Страшный крик вдруг взорвал вагон.
— Что? Что? — вскакивали, не понимая, куда кидаться, перепуганные путники.
— Вера! Ве-ера-а!!! — дико кричала Наташа. Она встала среди ночи размять затёкшую спину и наткнулась на что-то лицом, схватилась за это нечто руками, чтобы не упасть, и поняла, что это висящие в воздухе ноги. — Ве-е-ра-а!!
— Дайте пройти! Может, ещё можно что-то сделать! — раздался громкий голос. — Я курсы
Заплакали перепуганные Маришка и Васятка, заголосили женщины. Валя в ужасе замерла и не могла отвести глаз от силуэта в светлом платье, висящего на фоне тёмной стены. Глаза, привыкшие к темноте, различали во тьме вагона перекладины, доски обшивки и это светлое платье. Валя не в силах была ни кричать, ни плакать, ни отвернуться.
— Ничего-о! Ничего-о-о нельзя уже! Ве-ера-а! Как же ты! — кричала Наташа.
— Тихо! — крикнула сандружинница, добравшаяся до Наташи и Веры. — Наталья, уймись, не мешай мне! Парни, помогите!
Наташа всё кричала на одной ноте что-то пронзительное и бессвязное. Сандружинница, размахнувшись, влепила девушке пощёчину, та вздрогнула и затихла.
— Посидите с ней кто-нибудь, дайте поплакать, — сказала женщина.
Сделать было уже ничего нельзя. Веру сняли, положили у дверей вагона и накрыли её же плащом. Гробовое молчание повисло в вагоне. Только монотонные Наташины рыдания долго ещё вплетались в равномерный стук колёс.
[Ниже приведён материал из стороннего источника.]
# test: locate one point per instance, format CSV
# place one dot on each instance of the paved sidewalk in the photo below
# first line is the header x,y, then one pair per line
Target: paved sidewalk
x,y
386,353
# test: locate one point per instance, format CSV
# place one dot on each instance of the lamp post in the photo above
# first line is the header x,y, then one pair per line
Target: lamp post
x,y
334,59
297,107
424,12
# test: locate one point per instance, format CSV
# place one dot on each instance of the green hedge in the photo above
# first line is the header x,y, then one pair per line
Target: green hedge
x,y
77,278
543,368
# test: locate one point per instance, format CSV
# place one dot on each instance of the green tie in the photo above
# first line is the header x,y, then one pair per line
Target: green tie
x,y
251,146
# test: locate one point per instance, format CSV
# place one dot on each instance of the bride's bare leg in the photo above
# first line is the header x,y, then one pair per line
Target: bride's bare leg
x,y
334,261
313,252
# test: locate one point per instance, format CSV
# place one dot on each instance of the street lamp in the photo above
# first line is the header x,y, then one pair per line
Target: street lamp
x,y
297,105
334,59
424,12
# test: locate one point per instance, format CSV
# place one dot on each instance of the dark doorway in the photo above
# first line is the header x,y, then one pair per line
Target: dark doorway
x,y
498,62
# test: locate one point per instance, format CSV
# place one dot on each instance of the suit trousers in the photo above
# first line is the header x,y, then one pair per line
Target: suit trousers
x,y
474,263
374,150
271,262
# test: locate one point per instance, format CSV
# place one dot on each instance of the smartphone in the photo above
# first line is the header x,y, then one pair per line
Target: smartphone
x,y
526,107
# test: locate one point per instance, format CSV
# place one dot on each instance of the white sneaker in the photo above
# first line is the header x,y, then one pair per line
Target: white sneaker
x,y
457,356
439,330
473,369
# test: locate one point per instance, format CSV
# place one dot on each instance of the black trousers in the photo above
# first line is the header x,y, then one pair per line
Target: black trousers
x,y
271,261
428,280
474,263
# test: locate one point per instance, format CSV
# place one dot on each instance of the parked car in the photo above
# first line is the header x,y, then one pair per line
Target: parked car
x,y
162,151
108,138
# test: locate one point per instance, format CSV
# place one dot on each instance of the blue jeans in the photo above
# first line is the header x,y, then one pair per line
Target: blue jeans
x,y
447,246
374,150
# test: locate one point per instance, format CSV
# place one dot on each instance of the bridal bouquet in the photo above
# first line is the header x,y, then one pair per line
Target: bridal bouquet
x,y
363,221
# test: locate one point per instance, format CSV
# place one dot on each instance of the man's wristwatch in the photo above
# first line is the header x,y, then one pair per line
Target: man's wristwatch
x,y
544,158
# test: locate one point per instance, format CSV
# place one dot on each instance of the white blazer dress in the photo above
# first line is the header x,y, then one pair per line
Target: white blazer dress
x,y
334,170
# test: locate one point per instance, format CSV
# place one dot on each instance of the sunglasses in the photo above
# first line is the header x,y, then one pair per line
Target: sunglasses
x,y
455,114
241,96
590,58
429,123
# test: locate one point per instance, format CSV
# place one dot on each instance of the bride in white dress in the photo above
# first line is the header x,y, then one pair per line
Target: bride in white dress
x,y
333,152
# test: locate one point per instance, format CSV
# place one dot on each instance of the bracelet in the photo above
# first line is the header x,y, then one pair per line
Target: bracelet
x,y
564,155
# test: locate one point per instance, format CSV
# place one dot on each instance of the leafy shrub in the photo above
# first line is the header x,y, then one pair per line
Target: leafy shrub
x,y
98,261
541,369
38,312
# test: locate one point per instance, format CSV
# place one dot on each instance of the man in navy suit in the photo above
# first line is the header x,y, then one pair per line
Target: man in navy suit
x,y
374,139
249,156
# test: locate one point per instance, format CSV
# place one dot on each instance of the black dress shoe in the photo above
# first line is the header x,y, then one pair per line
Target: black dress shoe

Этой ночью, как и прошлой, поезд долго стоял где-то, пропуская другие эшелоны, и Валя наконец заснула после всех пережитых волнений. Даже не заметила, как тронулся состав.
На рассвете поезд стал тормозить. Все зашевелились, ожидая, что сейчас нужно будет выходить из вагона. Потянулись с кружками к канистре с водой, стараясь не смотреть в сторону дверей. Тихо переговаривались…
— Чего-то они нас только в сумерках выпускают? — спросил подросток лет пятнадцати, ни к кому специально не обращаясь.
— Логично, — ответили ему. — В темноте нас контролировать трудно — проще убежать, сложнее ловить, а среди дня стоящий поезд легче разбомбить. Мы же им целыми нужны. Вот и останавливаются только на рассвете да на закате.